Before I got into another confrontation with some other bastard, I picked up the knife and slid into Teke’s car.

I took off in the direction of the cheap motel we were staying at just outside the city limits.

I wondered if Teke had found his own way back to the motel—and then remembered I didn’t give a shit.

I wasn’t sure how bad the cut on my neck was, but I could feel the blood trickling down onto my collarbone. I ran a finger along the neckline of my black t-shirt and it came away wet. But I kept on driving.

As I drove on Route 64, my thoughts slid again to Decker. “Jesus.” I hit the steering wheel as anger and confusion rolled around in my gut. How dare he point a gun in my face? He knew better, especially since he’d seen how my father and Teke had treated me.

Maybe my memory of Decker had been pasteurized by the years of being alone, locked up for what Teke had done.
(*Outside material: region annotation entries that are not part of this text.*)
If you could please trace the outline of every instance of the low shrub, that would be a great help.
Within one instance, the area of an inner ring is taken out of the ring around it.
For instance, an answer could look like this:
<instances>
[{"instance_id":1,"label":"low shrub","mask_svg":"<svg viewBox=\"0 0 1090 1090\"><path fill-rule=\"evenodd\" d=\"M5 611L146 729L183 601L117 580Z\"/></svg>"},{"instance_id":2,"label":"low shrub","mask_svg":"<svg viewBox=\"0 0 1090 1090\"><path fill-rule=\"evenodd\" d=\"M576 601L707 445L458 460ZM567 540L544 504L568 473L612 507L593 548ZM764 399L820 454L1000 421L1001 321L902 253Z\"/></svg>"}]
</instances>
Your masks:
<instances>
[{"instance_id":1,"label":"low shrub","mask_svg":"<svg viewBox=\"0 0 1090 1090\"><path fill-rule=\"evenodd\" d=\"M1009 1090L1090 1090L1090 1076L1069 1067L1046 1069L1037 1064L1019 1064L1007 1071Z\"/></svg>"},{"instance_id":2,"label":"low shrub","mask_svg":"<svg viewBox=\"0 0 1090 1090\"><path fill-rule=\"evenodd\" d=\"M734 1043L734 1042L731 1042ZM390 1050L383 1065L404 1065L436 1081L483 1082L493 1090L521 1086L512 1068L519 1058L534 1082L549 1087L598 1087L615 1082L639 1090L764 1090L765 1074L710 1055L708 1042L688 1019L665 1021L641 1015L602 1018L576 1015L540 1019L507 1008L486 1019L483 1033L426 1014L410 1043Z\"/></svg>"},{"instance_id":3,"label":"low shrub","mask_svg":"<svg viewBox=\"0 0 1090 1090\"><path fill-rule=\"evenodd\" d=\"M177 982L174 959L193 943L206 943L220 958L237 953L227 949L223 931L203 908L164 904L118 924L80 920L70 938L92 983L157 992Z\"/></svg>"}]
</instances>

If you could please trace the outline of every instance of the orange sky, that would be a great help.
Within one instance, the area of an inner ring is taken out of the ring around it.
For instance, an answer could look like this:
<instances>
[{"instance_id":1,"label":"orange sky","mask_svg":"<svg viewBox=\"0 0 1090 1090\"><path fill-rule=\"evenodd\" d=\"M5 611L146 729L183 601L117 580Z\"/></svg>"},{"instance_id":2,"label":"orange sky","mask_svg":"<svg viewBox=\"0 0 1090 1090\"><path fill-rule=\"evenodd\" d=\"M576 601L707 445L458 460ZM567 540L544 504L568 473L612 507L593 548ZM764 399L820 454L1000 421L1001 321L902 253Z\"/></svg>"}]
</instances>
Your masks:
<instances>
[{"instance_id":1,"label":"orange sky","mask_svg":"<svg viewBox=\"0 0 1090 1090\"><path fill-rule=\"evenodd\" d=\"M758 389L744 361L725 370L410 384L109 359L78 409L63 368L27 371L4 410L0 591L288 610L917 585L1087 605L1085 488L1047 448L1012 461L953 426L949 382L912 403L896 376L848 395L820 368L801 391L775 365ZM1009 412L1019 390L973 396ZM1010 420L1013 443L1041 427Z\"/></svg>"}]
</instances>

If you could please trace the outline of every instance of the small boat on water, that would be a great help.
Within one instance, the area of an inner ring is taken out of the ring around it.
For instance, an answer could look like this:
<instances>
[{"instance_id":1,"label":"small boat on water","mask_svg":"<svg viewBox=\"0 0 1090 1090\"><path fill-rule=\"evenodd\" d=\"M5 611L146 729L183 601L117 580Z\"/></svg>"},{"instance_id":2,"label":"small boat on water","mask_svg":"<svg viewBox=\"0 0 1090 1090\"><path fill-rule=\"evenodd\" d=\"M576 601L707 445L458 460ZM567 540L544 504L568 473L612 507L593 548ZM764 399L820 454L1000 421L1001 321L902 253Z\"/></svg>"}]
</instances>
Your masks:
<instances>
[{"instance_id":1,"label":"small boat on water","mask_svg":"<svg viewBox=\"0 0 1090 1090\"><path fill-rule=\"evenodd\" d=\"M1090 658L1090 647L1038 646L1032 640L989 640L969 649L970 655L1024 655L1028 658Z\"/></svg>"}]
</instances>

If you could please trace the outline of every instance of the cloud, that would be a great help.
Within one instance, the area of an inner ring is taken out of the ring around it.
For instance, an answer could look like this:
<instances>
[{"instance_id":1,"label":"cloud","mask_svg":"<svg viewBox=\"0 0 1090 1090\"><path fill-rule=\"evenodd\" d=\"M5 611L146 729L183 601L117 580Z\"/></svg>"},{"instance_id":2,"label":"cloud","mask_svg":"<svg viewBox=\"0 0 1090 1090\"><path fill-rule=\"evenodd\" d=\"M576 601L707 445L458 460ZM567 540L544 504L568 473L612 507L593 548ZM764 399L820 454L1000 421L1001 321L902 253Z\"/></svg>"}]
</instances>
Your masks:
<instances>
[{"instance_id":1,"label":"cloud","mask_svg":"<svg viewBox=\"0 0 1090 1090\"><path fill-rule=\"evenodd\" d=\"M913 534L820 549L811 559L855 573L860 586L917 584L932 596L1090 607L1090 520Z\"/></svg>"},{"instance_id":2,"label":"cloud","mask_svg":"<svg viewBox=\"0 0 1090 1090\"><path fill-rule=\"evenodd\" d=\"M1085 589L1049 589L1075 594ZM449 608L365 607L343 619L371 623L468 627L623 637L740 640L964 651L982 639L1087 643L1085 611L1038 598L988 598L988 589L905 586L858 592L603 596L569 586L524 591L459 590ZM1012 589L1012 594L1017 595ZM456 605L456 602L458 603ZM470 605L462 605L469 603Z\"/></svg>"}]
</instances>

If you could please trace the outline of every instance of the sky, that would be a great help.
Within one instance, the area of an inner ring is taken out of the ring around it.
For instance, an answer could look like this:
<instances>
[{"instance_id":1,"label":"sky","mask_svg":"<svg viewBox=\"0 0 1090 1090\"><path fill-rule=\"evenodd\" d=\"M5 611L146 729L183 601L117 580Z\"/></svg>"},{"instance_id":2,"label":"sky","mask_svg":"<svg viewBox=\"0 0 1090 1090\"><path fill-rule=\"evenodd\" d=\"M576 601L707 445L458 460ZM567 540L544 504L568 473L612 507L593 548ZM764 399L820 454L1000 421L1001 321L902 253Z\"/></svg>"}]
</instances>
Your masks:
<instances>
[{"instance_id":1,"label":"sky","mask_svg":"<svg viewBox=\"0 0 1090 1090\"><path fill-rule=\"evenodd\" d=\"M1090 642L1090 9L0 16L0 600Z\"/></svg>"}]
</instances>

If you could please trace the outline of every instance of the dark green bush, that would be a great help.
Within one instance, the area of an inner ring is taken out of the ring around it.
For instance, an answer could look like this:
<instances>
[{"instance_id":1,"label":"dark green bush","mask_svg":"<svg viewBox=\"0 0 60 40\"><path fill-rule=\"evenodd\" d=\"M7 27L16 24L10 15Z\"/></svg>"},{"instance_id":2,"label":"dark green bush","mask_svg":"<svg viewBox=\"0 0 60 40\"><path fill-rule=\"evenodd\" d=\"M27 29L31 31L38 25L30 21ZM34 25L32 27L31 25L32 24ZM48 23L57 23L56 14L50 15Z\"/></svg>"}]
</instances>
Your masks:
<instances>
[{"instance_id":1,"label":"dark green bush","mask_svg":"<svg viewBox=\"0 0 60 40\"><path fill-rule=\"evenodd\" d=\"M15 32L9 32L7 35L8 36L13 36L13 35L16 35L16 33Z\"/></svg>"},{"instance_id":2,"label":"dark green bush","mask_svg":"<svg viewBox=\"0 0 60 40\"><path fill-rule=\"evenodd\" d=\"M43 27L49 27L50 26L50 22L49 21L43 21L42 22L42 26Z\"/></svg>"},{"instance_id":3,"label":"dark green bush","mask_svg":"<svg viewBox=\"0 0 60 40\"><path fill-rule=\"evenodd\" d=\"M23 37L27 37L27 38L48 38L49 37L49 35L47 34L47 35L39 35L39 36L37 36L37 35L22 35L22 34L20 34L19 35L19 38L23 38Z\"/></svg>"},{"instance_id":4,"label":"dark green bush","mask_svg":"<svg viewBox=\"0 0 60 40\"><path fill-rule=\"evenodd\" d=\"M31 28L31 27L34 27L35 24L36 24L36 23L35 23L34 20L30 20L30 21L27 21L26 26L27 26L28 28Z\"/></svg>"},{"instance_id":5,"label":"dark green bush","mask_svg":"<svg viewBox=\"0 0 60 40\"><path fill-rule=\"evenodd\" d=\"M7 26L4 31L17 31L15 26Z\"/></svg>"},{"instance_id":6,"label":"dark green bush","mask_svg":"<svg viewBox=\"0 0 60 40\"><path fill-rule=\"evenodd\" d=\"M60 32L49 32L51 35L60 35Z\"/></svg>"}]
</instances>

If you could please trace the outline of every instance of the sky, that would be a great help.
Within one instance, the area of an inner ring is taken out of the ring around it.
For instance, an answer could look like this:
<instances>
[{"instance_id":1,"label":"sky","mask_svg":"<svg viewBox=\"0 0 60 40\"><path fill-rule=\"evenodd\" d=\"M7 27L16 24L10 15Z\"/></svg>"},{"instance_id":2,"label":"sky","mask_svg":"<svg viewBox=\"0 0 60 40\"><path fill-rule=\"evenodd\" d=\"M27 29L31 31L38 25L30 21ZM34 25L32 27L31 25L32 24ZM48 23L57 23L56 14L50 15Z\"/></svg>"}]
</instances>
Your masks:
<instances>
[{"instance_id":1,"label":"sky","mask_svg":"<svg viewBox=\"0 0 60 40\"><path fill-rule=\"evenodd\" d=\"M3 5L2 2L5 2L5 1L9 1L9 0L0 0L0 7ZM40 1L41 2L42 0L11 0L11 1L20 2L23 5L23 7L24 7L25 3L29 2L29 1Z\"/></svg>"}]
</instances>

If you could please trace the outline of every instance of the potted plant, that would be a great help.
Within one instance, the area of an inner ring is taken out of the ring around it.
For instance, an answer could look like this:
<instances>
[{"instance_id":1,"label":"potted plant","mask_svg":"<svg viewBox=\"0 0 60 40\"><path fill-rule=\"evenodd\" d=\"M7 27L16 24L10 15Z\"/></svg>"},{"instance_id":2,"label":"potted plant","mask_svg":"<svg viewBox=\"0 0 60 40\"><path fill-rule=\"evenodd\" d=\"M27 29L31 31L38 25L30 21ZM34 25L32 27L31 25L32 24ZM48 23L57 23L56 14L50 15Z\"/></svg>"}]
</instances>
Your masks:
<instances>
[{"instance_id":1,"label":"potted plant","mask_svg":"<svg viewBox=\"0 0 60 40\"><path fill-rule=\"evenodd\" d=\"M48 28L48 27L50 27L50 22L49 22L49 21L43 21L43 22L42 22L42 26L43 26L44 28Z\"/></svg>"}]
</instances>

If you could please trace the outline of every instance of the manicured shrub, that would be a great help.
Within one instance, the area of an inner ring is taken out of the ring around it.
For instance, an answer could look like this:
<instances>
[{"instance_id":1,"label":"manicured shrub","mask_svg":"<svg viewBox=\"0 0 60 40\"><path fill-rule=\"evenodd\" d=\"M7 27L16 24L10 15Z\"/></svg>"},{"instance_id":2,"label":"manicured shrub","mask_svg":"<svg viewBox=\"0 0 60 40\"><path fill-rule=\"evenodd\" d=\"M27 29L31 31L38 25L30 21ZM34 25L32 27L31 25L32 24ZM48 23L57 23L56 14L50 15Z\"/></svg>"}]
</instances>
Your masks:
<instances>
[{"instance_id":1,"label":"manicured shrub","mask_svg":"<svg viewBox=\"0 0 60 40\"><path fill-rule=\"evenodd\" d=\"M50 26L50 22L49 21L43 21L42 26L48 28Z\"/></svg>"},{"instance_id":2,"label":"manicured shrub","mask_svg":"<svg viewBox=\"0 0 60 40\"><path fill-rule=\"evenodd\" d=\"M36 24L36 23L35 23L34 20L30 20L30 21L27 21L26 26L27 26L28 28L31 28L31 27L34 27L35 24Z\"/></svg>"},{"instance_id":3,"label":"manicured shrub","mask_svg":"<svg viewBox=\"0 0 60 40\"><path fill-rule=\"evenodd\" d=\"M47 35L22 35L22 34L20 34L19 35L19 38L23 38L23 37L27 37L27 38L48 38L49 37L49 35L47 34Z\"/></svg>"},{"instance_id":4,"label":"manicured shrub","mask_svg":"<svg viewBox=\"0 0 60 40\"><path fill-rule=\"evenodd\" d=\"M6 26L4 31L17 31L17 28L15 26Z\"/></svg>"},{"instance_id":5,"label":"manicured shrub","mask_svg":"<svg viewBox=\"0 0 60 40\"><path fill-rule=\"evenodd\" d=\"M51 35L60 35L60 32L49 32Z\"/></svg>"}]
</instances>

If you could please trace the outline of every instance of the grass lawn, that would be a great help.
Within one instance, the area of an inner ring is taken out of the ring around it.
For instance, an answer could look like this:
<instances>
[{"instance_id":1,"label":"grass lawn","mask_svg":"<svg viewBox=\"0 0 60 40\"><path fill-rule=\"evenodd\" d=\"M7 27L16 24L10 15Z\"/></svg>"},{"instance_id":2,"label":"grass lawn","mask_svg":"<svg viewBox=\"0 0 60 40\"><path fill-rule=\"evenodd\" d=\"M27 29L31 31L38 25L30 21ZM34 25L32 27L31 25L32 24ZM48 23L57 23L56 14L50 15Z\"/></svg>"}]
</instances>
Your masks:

How I hadn’t heard a word—not one fucking word, from Regina or Decker while I was in prison for those two miserable years…

My heart would never fully heal from their betrayals and I promised myself that I would never let anyone in. Never again.

I closed my eyes for a second, as heartbreak sliced through me like a jagged blade. After the years I’d spent stitching my life back together, my chest was ripped open again and the old-familiar ache was back.

So much time had passed since then, that these old, warped feelings shouldn’t still be congealing in my heart.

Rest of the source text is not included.